SFC Disciplinary Action – Customer/Personal Data

03 October 2018

SFC Decision

On 20 September 2018, the Securities and Futures Commission (“SFC”) banned an individual named Ngo Wing Chun from re-entering the industry for 12 months (the “Decision”) for having taken the personal data of approximately 995 customers from his employer and emailed it to his personal email. The evidence showed that none of the information had been disclosed to any third parties.


The incident was originally reported by Mr Ngo's employer to the Hong Kong Monetary Authority (“HKMA”), which then referred the case to the SFC for further investigation. The SFC found that Mr Ngo was in breach of his employer’s internal policies, the Personal Data (Privacy) Ordinance (Cap. 486) (“PD(P)O”), and the Code of Conduct for Persons Licensed by or Registered with the SFC (“Code of Conduct”).




In the wake of several large-scale scandals such as the Facebook-Cambridge Analytica data scandal, there has been a growing global focus on the need for stronger data protection regimes, most notably with the 2018 implementation of the General Data Protection Regulation ("GDPR") in the European Union.


While the GDPR's sanctions regime is far harsher than that available under the PD(P)O, industry regulators in Hong Kong, such as the HKMA and the SFC, have recently shown a growing interest in data protection. In 2010, the SFC issued a circular to licensed corporations on “Compliance with the PD(P)O”, recommending that corporations have internal controls in place to ensure compliance.  In 2014, the HKMA revised its circular on “Customer Data Protection”. In 2016, the SFC issued a further circular on “Cybersecurity”.


The SFC has wide powers to take disciplinary action against licensed persons and registered institutions (ss.194-197, Securities and Futures Ordinance (Cap.571) (“SFO”)); it has shown no hesitation in exercising these powers to enforce Hong Kong’s data protection laws, as demonstrated by this Decision, which follows other similar Decisions made in January 2018 and May 2016. A key factor in each of these Decisions is that the SFC is keen to send a deterrent message to the market, in each case banning the offending individual from re-entering the industry for between 6 and 12 months.

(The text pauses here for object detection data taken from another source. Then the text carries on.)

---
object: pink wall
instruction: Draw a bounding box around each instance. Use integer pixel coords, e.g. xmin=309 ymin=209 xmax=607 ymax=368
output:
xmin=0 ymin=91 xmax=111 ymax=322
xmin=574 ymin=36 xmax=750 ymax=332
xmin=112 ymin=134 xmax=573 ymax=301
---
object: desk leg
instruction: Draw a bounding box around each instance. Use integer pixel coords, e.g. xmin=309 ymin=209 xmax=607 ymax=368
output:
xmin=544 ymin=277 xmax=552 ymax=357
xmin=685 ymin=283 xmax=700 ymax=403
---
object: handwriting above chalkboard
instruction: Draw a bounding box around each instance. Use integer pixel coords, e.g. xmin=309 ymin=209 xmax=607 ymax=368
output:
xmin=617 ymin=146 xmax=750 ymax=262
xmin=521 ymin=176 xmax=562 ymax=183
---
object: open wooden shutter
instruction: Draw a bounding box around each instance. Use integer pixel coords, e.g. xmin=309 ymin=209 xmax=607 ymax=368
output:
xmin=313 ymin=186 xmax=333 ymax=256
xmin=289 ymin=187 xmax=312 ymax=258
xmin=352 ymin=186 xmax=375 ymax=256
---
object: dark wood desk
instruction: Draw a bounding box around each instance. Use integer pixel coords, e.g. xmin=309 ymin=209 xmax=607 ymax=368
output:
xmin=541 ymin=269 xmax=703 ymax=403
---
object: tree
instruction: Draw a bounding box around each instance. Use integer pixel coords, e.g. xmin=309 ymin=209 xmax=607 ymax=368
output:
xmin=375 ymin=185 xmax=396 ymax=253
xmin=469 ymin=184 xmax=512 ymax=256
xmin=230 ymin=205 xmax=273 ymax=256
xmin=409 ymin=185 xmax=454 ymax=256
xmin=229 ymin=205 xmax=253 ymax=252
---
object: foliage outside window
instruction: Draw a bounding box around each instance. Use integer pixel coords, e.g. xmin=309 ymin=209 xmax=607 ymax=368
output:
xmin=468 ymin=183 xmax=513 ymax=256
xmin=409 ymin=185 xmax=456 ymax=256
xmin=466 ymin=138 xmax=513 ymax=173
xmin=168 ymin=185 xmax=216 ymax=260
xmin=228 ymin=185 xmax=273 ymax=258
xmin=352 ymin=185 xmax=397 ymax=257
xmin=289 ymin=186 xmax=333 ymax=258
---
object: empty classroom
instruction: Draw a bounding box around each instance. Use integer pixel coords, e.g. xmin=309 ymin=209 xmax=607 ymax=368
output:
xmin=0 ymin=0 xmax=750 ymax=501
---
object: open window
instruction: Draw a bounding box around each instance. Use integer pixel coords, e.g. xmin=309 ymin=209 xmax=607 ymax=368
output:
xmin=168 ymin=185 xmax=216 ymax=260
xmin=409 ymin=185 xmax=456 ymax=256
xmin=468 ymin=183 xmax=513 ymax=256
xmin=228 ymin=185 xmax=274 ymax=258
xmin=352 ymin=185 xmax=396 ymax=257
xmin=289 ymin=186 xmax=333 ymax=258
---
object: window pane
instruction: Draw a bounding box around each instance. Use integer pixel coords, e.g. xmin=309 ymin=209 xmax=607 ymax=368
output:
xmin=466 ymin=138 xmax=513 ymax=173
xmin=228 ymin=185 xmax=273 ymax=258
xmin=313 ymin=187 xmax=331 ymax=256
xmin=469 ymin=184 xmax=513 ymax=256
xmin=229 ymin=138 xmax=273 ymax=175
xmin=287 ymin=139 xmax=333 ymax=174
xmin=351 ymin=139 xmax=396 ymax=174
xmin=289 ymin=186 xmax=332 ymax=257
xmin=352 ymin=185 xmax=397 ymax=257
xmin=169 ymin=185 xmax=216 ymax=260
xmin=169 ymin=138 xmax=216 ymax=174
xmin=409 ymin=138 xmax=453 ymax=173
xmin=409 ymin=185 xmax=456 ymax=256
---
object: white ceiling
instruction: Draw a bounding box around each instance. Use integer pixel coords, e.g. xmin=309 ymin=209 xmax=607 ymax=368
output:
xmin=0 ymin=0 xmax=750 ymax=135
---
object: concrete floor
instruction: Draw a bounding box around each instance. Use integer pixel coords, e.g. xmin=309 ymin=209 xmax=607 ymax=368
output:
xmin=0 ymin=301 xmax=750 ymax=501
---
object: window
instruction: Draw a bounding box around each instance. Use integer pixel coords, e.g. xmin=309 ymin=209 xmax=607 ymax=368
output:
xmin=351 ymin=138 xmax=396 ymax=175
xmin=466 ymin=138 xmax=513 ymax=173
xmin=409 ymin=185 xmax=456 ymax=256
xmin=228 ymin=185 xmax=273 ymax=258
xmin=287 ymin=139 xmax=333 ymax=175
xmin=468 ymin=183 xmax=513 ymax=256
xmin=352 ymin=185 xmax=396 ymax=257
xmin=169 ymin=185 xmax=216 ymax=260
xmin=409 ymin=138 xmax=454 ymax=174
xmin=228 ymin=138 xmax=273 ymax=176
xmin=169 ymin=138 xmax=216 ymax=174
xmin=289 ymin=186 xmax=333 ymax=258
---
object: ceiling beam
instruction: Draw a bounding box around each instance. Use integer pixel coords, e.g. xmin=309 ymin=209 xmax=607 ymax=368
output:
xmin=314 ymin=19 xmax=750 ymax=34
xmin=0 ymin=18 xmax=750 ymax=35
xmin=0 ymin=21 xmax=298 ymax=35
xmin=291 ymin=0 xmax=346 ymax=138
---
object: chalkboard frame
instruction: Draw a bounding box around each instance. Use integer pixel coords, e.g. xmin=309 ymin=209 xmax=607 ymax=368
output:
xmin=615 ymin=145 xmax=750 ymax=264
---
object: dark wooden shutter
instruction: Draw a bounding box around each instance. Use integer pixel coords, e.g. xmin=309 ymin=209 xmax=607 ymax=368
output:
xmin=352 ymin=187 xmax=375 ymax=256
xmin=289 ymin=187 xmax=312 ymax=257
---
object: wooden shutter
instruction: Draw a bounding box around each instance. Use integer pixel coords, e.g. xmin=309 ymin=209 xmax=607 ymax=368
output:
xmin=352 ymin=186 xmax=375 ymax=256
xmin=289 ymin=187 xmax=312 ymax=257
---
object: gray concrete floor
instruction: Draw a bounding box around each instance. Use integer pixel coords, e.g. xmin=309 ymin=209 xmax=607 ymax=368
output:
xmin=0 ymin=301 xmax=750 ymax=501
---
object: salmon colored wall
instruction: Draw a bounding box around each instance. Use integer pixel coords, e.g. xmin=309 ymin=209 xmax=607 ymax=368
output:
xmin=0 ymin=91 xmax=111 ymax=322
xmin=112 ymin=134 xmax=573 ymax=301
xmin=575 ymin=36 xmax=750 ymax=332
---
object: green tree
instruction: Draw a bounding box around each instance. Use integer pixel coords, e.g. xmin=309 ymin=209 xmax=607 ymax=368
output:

While no enforcement action has so far been taken by the SFC against regulated institutions for data breaches or other cybersecurity failings, such institutions should take heed of the SFC's clear readiness to use its powers to enforce the PD(P)O. As seen from the 2010 Circular, the SFC expects institutions to have adequate internal policies, controls and practices to ensure compliance. A serious breach of the PD(P)O could lead to an institution being de-registered under the SFO for a lack of internal controls. Institutions should therefore carefully review and test their existing policies and practices to minimise the risk of serious consequences.